VIRA...
VIRA IRA, ARA! IRA!
VIRA IARA...
O sol não abrira os
olhos por entre os montes, mas o pescador conhecia o ritual. Quanto antes
chegasse à nascente, maiores as possibilidades na armação das redes e no
levante do anzol. Gostava de acordar cedo. Era uma espécie de oração que fazia
ao despertar antes dos outros. Enchia o peito de esperança e imaginava que
aquilo ali era passageiro. Penúria rodeava a vida que levavam. A terra sumira
das mãos calosas e sobrara o rio. Até quando o velho barrento rasgaria o
próprio ventre para alimentar os homens sem chão? Virgi! Não queria arreclamá, mas... tava munto difícir. Na maioria das vezes, pensava nos anos
passados em melhor situação. Sonhava com a pequena roça verde de folhas e
raízes, cheirando a brotos novos. Lugar que fora dos pais dos pais de muitos
iguais a ele. Tomaram as terras, levaram a vida embora. Quem ficou, minguava às
margens do velho rio. Enquanto os pés descalços amassavam a relva molhada, Tião
sentia a cabeça girar pela escassez da comida e pelos tragos emborcados durante
a noite anterior. Fora levado pela roda de pinga. Pinga braba... arrevortava o istômigo! E agora, que se avexasse di
veiz! Ia pescá nem que fossi a tar de... a tarde de... dona Iara! Aff! Tava se
muqunfandu di novu! A tar da dona, si existisse, tinha ido s’imbora tamém!
Virgi!Quanta bobagi na cabeça dum homi maldormido!
Tião
correu os olhos pela água ainda adormecida. Lavou o rosto e respirou o ar da
manhã mergulhando nos pensamentos que assustavam feito correnteza em dia de
enxurrada. Abaixado, abriu a rede cheia de buracos. Rede velha, tão velha que
não sabia dizer. Haveria de pescar qualquer... ói! que sombração zombava du disisperu dele?Quem adeveria cantá música
tão... tão...tão cheia de belezura? Os olhos do pescador tomaram-se de
mágica alegria. À cabeceira do rio viu a mulher mais linda que um homem poderia
ver com as vistas do corpo. Viu e
ouviu. Das mãos dela brotava água limpa e perfumada, e os cabelos, ah!, os
cabelos eram tão sedosos e iluminados que o sol se encabularia ao vê-los assim.
Era uma... uma... mara... mara...maravia!
Ô dona di tanta formosura! Não adeveria
sê das redondeza... e ainda cantava inguar um anjo!

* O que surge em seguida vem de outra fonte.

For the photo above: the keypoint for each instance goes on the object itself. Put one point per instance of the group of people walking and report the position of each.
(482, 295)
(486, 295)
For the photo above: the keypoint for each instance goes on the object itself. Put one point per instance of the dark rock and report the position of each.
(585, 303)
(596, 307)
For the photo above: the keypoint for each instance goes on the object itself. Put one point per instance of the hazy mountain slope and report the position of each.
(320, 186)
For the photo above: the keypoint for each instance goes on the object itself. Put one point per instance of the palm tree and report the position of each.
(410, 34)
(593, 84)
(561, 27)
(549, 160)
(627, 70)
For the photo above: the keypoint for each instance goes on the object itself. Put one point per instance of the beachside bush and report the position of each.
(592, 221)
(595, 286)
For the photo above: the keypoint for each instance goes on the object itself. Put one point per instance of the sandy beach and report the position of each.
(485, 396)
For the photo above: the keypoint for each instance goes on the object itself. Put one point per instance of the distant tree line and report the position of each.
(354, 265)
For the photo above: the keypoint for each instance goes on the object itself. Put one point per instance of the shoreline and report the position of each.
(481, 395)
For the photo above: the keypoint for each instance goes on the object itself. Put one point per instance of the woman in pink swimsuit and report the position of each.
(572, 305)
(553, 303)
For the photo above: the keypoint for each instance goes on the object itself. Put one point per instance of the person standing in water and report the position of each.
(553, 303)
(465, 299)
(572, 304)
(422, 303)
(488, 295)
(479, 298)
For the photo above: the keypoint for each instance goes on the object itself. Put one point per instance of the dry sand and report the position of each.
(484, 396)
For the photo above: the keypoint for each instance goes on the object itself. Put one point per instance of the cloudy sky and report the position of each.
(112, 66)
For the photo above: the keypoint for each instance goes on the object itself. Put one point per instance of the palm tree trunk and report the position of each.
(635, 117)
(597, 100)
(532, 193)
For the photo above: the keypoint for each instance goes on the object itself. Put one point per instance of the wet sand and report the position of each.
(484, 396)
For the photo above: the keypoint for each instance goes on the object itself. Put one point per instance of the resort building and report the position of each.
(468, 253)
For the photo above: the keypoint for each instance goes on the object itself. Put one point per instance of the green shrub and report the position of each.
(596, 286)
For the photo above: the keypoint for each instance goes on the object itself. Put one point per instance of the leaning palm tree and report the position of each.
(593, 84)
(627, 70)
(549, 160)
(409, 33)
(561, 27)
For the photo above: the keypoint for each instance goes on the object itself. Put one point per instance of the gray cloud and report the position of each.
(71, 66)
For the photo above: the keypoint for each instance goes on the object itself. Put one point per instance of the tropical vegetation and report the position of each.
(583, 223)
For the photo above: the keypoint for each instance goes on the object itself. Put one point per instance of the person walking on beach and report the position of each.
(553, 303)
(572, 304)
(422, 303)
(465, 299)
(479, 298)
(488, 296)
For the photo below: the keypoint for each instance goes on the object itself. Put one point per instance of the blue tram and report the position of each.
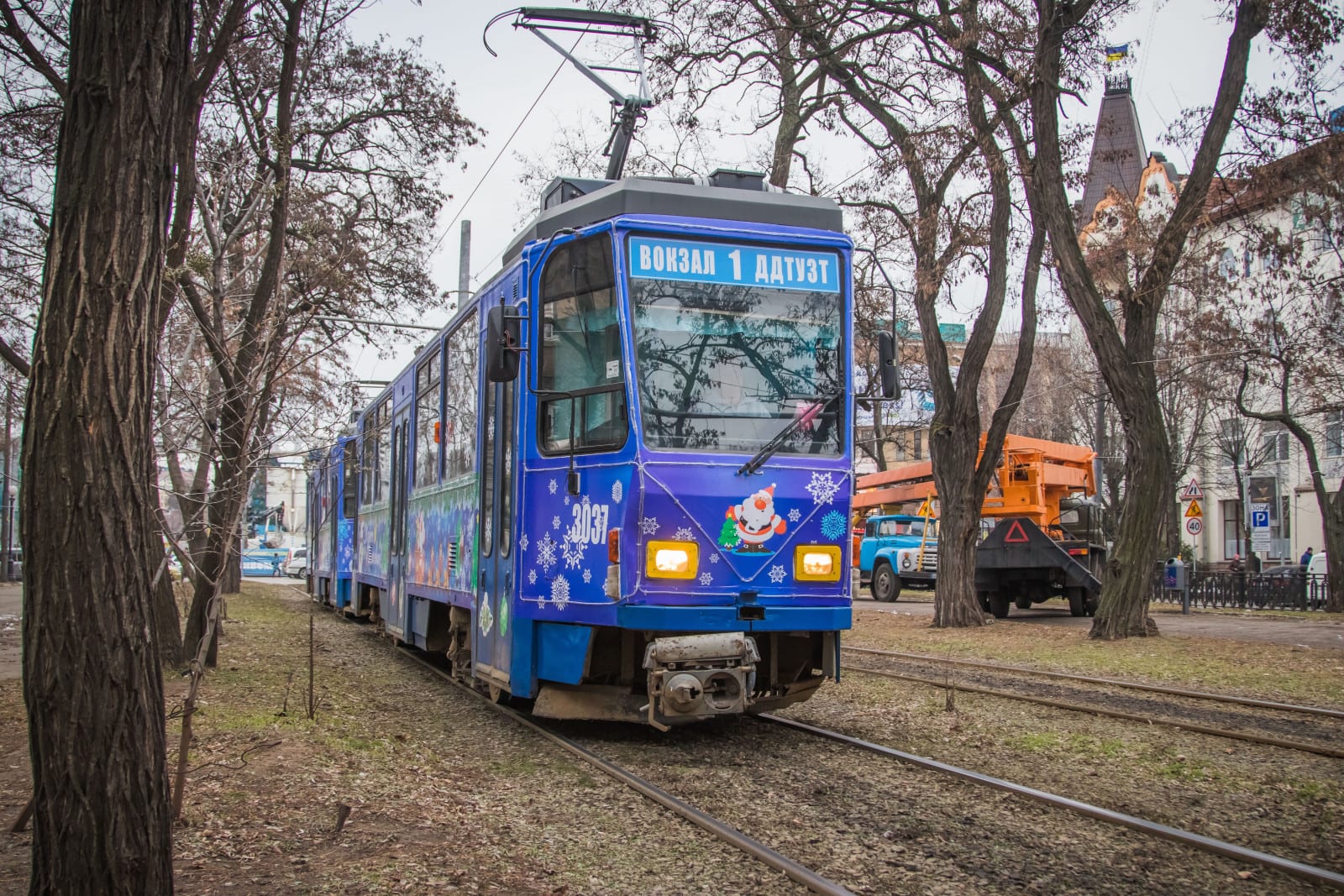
(331, 523)
(617, 484)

Deixou cair a rede. Por um tempo sem demora
esqueceu quem era e o que fora fazer ali. Via aquela mirage sem perguntas no coração cansado. A voz cantante embriagava
a alma e o corpo magro. Sorria com a boca inteira, aberta, feito taramela
quebrada. Os olhos pregados na moça, na dona, na... maravia! Ô dia bão, sô! Bão
sem conta... e chegava mais e mais perto do espetáculo que acontecia para
ele, só para ele. Tão perto, mas tão perto, até poderia jurar que sentia cheiro
de laranja madura. Gostava de flores. Gostava de música. Gostava de... vira! Vira, ara! Ira! Mas que... mara...via!

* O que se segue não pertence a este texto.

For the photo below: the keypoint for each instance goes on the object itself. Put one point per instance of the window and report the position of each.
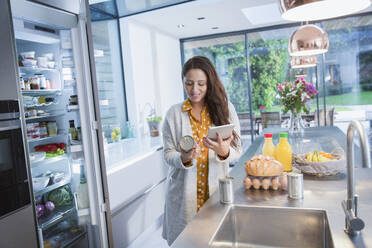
(343, 75)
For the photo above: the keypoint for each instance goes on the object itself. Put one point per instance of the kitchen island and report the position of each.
(319, 193)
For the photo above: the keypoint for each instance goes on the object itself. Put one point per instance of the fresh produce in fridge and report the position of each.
(247, 182)
(40, 209)
(61, 196)
(51, 147)
(49, 205)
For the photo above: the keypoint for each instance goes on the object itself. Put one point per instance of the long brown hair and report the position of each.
(216, 98)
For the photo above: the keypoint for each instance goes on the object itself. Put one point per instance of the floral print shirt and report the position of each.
(199, 131)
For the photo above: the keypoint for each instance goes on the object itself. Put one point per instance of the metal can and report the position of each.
(187, 143)
(43, 85)
(295, 185)
(226, 190)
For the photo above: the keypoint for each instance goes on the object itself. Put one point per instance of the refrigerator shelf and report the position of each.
(72, 107)
(74, 240)
(49, 160)
(41, 92)
(53, 218)
(41, 105)
(46, 138)
(53, 186)
(31, 69)
(43, 116)
(76, 148)
(83, 212)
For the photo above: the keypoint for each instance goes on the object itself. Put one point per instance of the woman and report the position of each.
(194, 175)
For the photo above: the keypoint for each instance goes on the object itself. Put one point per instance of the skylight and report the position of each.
(263, 14)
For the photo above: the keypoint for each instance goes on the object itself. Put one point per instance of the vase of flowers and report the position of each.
(295, 97)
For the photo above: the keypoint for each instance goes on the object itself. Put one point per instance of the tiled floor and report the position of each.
(154, 240)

Tonto pela visão e pela música, Tião entrou no velho rio. Entrou, entrou e
entrou. A água barrenta lhe tomava o corpo como se lhe pertencesse. A
correnteza não era forte, mas na fundura do rio, muitos homens antes do pescador
haviam perdido a vida. Não era brincadeira! O rio levava quem o desafiava. Tião
sequer lembrava que sabia nadar desde menino. E nadava bem. Mas não ali,
naquele momento, com aquela voz entontecendo os sentidos e o corpo desnutrido.

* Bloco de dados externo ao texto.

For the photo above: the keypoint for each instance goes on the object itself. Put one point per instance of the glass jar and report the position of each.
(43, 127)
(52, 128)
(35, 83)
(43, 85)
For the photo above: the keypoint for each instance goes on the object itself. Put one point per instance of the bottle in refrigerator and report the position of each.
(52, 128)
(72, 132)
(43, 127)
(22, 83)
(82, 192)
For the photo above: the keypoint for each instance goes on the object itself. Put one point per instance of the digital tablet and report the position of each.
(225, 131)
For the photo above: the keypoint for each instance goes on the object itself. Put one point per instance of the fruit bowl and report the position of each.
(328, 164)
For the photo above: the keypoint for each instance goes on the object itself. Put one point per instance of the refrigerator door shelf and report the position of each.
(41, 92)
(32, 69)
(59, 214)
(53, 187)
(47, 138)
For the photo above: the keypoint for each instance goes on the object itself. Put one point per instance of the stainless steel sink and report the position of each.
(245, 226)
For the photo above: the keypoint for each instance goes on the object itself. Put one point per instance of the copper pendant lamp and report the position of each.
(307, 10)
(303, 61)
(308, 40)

Foi e foi. Foi descendo para o fundo mais fundo do fundo. À frente, a dona da
voz e dos cabelos iluminados o chamava para mais perto. Ele foi. Quando os
outros pescadores chegaram, encontraram a rede de Tião armada e cheia de
peixes. Menos Tião. Ninguém até hoje sabe explicar onde foi parar o velho
pescador no amanhecer de uma longa e afortunada pescaria.